Ohinemuri Regional History Journal 17, June 1973

by CONNIE BERNARD

I often think of my School days at Karangahake when I walked the mile or so from our home on River Road, where there are still many of the old houses. We were quite near the Railway line, to us then, a modern marvel. It was opened in 1905 and the great "double-decker" Bridge over which trains thundered into or out of the tunnel was a source of unfailing interest.

Slightly upstream from the bridge was the imposing "Crown Battery", indescribably immense and noisy to the child mind, as it toiled both day and night to crush the quartz from the Crown Mine more than a mile away. From the west side of the bridge we were quite near to an enormous chimney beside the building that housed a new electrical plant installed for the pumps draining the mine to the 1,000 ft. level. We could see the end of the concrete tunnel from which the clinker from the boiler fires was emptied into the Ohinemuri River. (The tunnel is still there today, but when the Mines closed the Power House was dismantled and sent to Wanganui). Ed.

Having crossed the bridge we faced the road - which had to be seen to be believed! Trains brought coal from Huntly to our Station but from there it was conveyed to the Talisman Battery (on the Waitawheta River) by "coal-carts", those high-sided horse-drawn waggons that lumbered along the road. A certain amount of the coal was dropped on the way and ground to dust by the iron wheeled traffic. In wet weather, and that seemed to be most of the winter, the dust became a black slurry which had a fatal effect on clean pinafores and made our footware unacceptable anywhere indoors.
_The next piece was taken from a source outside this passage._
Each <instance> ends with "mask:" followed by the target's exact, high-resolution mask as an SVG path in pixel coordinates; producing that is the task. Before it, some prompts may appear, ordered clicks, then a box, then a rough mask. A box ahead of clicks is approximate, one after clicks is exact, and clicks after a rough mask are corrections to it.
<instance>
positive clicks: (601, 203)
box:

But believe it or not we had a footpath! From the railway bridge to the town this consisted of a wooden platform along the river bank. It was built out over the edge like a sort of bridge with a railing on the river side. In frosty weather this railing was covered with sparkling hoar which we scraped up with our school rulers to make our version of snowballs. As all good things come to an end we finally had to cross the muddy road but there were compensations. As we approached the shops, the air would be filled with the sweet smell of fresh bread from the bakery, and then there was the fun of climbing the steep slippery path to the School on the hill where the rooms would be warm from the standing stoves.